Ed Wood Film Found
by Andre Soares
Fans of cult favorite Ed Wood, unjustly labeled The Worst Filmmaker of All Time, now have one more Wood "classic" to check out: the 1971 release Necromania, a sexually explicit film about the erotic awakening of a young couple through the assistance of a coven of witches.
Necromania, Wood’s last film project as a director, was made over a period of two or three days on a budget that totaled about US$7,000. Reportedly, the only copies went missing shortly afterward, though several prints of the film have apparently surfaced in varying degrees of completeness in the last couple of decades. This particular print was found by Wood biographer Rudolph Grey and fellow Ed Wood enthusiast, film distributor Alexander Kogan. Necromania was lying half-forgotten in a warehouse in Los Angeles.

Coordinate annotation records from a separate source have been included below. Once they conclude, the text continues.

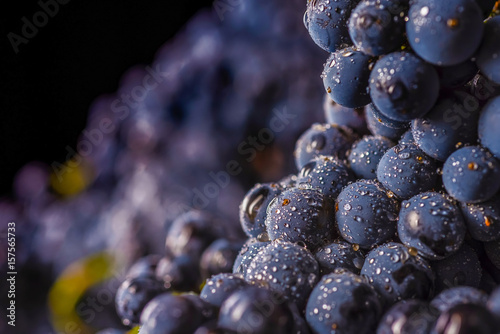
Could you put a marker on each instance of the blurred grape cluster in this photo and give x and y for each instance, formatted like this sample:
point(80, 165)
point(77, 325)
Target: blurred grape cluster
point(193, 130)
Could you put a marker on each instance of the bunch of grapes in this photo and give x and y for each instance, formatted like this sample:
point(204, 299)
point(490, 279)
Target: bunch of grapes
point(387, 221)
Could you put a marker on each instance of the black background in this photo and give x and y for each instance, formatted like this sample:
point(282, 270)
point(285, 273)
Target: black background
point(81, 53)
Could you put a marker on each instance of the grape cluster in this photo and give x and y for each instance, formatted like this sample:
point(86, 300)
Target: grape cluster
point(388, 220)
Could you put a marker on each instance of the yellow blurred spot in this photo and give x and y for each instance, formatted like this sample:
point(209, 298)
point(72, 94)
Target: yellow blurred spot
point(69, 288)
point(71, 178)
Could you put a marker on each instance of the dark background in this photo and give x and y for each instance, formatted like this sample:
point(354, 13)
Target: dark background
point(81, 53)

Wood became posthumously famous for his series of grade-Z masterworks such as the campy horror flick Bride of the Monster, the cross-dressing Glen or Glenda, and the sci-fi Plan 9 from Outer Space. During his lifetime, however, he had to resort to shooting his films with the tiniest of budgets — since he could find no backers — and from the mid-1960s on, devoted his energies to directing and writing erotic stories. Johnny Depp impersonated the quirky auteur in Tim Burton’s 1994 biopic Ed Wood, a critical success but a dismal box-office failure.